Good afternoon Vapers 

Please post some coils you guys made.

I bought some cheap pre-made coils and it's not the same as some other brands out there why is that and what are you guys building at the moment and are they sometimes better?


----------



## SparkySA (15/9/19)

bought these (cheap coils mentioned above)


----------



## CJB85 (15/9/19)

SparkySA said:


> View attachment 177731
> bought these (cheap coils mentioned above)

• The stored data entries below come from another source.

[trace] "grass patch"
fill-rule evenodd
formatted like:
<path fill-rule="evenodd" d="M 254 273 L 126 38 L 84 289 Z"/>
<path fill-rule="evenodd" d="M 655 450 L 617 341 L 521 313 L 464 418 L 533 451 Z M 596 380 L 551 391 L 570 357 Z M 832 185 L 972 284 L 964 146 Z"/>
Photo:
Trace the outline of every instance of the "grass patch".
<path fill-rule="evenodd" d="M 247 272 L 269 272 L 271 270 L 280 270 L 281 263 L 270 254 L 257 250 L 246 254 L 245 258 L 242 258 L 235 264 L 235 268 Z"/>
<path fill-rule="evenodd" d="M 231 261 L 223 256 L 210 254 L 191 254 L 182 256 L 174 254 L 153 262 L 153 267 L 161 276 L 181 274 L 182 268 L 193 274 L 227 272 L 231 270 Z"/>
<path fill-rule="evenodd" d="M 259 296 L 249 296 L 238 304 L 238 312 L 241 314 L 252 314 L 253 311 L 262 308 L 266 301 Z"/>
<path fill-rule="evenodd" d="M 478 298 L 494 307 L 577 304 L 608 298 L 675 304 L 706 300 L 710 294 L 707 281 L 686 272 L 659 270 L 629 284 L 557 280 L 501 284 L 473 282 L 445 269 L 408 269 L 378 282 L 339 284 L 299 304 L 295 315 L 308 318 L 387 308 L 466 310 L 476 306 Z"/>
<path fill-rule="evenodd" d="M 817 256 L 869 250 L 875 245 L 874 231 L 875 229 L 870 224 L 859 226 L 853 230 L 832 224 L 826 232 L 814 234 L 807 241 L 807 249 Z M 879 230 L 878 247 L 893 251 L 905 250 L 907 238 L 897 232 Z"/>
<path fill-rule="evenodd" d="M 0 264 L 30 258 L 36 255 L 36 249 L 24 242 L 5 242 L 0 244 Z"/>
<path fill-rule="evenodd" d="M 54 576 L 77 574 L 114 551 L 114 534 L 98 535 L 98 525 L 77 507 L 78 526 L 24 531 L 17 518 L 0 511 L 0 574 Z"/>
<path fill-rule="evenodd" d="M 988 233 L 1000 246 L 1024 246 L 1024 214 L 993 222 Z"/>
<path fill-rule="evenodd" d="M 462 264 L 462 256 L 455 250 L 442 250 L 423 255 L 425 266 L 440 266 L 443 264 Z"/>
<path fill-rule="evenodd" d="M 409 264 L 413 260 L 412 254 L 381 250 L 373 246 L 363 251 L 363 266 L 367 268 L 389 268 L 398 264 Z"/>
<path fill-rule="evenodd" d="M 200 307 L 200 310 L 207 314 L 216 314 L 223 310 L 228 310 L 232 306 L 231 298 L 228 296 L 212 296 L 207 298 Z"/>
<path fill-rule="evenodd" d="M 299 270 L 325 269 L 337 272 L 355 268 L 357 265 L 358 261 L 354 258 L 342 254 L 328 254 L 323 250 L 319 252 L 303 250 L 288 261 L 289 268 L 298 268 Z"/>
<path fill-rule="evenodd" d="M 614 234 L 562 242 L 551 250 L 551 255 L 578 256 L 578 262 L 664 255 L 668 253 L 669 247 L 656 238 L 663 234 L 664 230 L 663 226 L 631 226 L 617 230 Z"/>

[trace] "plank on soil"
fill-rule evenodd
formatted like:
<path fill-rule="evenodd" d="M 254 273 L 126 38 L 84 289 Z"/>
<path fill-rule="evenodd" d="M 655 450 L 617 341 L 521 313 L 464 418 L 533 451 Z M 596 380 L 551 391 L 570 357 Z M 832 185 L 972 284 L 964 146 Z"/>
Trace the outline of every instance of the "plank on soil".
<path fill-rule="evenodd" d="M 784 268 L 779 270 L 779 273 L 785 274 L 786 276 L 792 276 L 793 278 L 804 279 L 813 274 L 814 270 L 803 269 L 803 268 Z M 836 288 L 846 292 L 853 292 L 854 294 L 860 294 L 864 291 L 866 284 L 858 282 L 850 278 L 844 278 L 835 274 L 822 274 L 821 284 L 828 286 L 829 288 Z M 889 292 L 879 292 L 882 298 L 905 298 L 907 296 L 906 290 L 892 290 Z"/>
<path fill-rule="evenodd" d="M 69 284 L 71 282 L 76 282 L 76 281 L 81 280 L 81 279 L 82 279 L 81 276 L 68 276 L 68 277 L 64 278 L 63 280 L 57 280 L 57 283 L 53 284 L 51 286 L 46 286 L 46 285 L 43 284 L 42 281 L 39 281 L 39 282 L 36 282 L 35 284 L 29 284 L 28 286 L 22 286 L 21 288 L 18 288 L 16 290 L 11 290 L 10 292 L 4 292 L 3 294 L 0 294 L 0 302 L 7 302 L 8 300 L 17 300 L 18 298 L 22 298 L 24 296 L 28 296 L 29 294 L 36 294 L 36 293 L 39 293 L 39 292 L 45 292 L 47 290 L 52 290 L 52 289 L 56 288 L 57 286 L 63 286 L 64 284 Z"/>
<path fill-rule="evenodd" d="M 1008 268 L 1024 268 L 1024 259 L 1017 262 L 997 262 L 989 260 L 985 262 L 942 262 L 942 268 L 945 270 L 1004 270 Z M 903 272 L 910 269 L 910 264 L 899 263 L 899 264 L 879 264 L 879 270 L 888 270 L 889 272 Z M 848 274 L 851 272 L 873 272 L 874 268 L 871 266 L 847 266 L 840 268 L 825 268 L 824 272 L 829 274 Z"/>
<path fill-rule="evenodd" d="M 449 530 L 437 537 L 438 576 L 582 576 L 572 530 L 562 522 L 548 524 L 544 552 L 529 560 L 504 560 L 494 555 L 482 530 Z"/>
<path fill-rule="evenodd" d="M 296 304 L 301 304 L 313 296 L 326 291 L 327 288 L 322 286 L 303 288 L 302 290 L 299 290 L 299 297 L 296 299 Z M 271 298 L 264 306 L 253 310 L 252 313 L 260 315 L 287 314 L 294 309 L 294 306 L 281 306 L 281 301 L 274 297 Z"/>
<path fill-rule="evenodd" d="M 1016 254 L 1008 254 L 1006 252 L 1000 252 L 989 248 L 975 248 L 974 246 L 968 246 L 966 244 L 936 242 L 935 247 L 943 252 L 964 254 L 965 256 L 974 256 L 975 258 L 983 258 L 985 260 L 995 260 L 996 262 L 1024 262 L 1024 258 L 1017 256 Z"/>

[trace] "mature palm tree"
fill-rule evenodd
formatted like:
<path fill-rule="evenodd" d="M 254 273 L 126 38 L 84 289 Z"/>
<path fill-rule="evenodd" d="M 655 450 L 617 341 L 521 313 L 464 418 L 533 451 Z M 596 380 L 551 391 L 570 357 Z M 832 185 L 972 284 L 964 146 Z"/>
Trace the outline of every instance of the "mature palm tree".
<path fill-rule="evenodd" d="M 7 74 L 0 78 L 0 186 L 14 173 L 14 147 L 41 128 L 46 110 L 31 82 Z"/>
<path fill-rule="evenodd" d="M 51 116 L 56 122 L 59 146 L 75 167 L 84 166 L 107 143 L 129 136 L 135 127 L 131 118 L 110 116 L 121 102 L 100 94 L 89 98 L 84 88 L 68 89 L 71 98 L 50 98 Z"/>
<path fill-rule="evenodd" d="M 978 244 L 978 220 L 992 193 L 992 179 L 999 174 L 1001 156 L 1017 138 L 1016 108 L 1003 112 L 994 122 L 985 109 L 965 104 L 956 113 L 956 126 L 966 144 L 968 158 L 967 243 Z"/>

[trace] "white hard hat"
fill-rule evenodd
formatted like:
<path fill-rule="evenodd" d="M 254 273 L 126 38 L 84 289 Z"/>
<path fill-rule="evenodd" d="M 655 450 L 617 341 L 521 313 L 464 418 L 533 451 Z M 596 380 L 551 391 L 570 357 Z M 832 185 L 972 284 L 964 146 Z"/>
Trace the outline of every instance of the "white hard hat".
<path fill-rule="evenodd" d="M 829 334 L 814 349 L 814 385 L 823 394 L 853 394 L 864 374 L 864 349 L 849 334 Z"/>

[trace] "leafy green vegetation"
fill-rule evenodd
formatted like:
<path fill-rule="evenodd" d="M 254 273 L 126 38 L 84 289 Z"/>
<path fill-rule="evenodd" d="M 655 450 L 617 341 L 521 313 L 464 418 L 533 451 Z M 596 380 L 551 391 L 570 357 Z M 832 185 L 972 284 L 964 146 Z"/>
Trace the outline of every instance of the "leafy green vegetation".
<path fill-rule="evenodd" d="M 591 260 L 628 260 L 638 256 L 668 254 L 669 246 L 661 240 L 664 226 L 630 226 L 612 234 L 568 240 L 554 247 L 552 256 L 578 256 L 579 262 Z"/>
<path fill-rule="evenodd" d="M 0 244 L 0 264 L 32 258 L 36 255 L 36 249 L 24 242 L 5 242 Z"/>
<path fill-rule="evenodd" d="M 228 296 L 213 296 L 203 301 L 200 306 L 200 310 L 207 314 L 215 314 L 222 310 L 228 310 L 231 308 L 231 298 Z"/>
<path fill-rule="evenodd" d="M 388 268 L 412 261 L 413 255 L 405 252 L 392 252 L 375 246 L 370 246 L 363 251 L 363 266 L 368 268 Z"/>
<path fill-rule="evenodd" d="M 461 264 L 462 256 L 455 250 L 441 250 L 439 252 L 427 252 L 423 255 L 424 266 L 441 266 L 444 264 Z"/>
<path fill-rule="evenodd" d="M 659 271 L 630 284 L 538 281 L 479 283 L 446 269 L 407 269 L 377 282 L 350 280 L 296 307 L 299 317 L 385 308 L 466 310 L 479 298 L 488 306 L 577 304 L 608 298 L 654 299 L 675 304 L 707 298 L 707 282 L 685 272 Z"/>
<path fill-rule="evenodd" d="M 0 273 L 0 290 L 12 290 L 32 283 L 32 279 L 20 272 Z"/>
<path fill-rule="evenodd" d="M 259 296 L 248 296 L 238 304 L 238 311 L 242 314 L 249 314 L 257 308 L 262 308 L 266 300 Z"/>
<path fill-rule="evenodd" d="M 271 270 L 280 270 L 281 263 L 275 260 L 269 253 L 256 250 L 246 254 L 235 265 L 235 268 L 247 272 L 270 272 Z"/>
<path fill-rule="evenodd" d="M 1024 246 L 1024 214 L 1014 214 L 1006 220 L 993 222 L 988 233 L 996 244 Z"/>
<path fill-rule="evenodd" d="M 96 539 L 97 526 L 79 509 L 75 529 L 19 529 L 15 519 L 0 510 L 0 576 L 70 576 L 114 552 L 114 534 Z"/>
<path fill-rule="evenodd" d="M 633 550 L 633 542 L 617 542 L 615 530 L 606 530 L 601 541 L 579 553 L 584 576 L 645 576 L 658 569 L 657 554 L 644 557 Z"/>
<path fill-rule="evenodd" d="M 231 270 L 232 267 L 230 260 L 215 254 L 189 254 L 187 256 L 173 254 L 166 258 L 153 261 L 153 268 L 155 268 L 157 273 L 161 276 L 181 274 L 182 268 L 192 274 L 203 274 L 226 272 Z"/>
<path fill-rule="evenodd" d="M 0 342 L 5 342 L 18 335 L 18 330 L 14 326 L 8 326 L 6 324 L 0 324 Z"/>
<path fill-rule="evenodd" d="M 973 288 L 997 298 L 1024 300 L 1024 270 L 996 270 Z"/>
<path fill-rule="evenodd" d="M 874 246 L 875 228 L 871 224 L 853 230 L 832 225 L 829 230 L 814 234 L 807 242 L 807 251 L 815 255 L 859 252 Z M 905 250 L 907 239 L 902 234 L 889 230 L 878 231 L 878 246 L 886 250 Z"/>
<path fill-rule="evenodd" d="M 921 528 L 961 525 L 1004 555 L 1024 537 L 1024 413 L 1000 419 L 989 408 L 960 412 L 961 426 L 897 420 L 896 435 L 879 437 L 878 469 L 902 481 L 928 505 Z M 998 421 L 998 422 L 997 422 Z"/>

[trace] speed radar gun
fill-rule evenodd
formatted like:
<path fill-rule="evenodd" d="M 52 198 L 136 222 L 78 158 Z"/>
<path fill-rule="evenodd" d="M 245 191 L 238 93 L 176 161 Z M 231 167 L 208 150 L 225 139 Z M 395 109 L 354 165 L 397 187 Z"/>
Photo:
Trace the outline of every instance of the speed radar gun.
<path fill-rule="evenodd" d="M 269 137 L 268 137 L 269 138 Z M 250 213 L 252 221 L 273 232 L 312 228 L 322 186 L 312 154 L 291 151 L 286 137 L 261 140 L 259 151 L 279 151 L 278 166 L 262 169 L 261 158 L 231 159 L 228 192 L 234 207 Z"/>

Vaping Bogan (beware the language) has a very good video on the difference between cheap and more expensive coils. Explains everything from materials, metal treatment, accuracy etc. That being said, coilology makes some very decent “cheap” coils and use wire from Twisted Messes, if I recall.

Reactions: Winner 1


----------



## SparkySA (15/9/19)

Okey so now the debate between Chinese coils and western has been answered, I went to vape King and I see their starting price on wire is around R100 + for geekvape wire

Is there other wire vendors and what do you guys build with?


----------



## ARYANTO (15/9/19)

CJB85 said:


> Vaping Bogan (beware the language) has a very good video on the difference between cheap and more expensive coils. Explains everything from materials, metal treatment, accuracy etc. That being said, coilology makes some very decent “cheap” coils and use wire from Twisted Messes, if I recall.

Reactions: Like 1


----------



## SparkySA (15/9/19)

ARYANTO said:


>



I saw it thanks

Reactions: Like 1


----------